This website (or this application)

The hardware or software tool that collects and processes Users’ personal data.

Service

The Service provided by this website, or more generally, the service provided by the Data Controller, also through this website and its related applications.

European Union (EU)

Unless otherwise specified, any reference to the European Union in this document is intended to include all current member states of the European Union and the European Economic Area.

Cookie

A small amount of data stored on the User’s device.

Privacy Policy

In compliance with the obligations arising from national legislation (Legislative Decree No. 196 of 30 June 2003, personal data Protection Code) and EU law (European Regulation on the protection of personal data No. 679/2016, GDPR) and subsequent amendments, this website respects and safeguards the privacy of visitors and Users, making every reasonable and proportionate effort not to infringe the rights of Users.

This privacy policy applies exclusively to the online activities of this website and is valid for the visitors/Users of the website.
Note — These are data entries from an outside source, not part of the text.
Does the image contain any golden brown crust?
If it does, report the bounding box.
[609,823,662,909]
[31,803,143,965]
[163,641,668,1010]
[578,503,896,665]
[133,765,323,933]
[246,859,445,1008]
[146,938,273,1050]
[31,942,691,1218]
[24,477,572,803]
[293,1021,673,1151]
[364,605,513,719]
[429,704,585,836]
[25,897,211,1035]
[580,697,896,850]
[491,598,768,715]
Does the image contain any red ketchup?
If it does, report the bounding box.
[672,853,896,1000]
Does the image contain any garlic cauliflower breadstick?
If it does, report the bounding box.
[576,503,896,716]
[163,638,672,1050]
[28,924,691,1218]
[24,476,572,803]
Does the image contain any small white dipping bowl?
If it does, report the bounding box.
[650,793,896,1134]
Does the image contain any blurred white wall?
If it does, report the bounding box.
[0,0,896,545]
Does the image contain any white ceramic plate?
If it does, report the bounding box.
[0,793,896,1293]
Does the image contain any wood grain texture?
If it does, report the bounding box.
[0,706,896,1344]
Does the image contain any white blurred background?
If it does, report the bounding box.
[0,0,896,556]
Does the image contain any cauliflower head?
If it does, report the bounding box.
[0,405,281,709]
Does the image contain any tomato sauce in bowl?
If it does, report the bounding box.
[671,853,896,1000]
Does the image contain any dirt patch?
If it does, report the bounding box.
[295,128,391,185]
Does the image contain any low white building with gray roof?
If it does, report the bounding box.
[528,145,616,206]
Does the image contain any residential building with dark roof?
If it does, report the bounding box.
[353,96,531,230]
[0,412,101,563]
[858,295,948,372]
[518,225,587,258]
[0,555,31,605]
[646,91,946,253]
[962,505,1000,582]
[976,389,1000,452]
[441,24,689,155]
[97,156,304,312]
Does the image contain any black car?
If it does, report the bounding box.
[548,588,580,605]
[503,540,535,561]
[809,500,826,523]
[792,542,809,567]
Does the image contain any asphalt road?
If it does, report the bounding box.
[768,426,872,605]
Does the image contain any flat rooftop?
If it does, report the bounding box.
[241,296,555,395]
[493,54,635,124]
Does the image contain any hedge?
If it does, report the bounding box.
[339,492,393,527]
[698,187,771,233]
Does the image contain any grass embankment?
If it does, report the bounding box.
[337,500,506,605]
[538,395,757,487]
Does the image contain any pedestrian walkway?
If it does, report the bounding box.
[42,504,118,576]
It does not apply to information collected through channels other than this website. The purpose of the privacy policy is to provide maximum transparency regarding the information the website collects and how it is used.

Legal basis for processing

By using or consulting this document, Users/visitors and Data Subjects in general explicitly approve this privacy policy and consent to the processing of their personal data in accordance with the methods and purposes described below, including, where necessary, disclosure to third parties for the provision of a service.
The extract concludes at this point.